A polêmica por trás do Projeto de Lei aprovado:

O recente avanço do "naming rights" em Florianópolis acende um alerta: permitir que praias, ruas, praças e locais tradicionais recebam nomes de empresas significa expor a cidade a um movimento de comercialização que pode fragilizar sua identidade. Mais do que transações econômicas, está em jogo a memória coletiva, a paisagem natural e a forma como moradores e visitantes percebem a cidade. Este artigo investiga os perigos envolvidos e por que a iniciativa — embora apresentada como receita extra para o município — demanda reflexão profunda.


O que a lei de Florianópolis realmente autoriza e o papel do "naming rights":

Com a aprovação do PL 19169/2024, Florianópolis permite que empresas disputem, via licitação, o direito de dar seu nome a diversos espaços públicos: praias, ruas, praças, centros culturais, eventos tradicionais e outros equipamentos urbanos. Isso significa que praias que têm nomes centenários — símbolos da cultura local, da história e da comunidade — podem passar a ostentar nomes corporativos, alterando radicalmente sua forma de ser referidas e percebidas.

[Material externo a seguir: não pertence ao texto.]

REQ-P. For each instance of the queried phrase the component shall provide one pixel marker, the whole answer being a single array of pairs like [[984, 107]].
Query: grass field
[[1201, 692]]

Risco de poluição visual e degradação estética da paisagem urbana e natural:

Quando se permite que marcas se sobreponham aos nomes tradicionais de locais públicos, inevitavelmente surge um risco de poluição visual: placas, outdoors, logotipos coloridos e formatos comerciais competindo com a paisagem natural ou arquitetônica. Praias, calçadas, pontes e praças podem passar a carregar símbolos e cores que destoam de sua ambientação original — comprometendo a harmonia visual da cidade e a experiência de moradores e turistas.

Além disso, a presença de marcas privadas pode significar manutenção visual permanente — mesmo em áreas de natureza ou em construções históricas — alterando o vínculo entre ambiente e memória coletiva. A identidade de espaços que evocam história, cultura popular, natureza ou lembranças comunitárias corre o risco de ser diluída em nome de “branding”.


A ameaça à memória, à tradição e à cultura local:

O nome de uma praia ou de uma rua não é apenas um rótulo burocrático: muitas vezes, carrega décadas de história, relatos de gerações, tradições culturais e religiosidade popular. A adoção de naming rights pode apagar ou enfraquecer esses vínculos. Ao trocar nomes simbólicos por marcas, a cidade corre o risco de perder parte de sua alma, sua narrativa coletiva e seu patrimônio imaterial.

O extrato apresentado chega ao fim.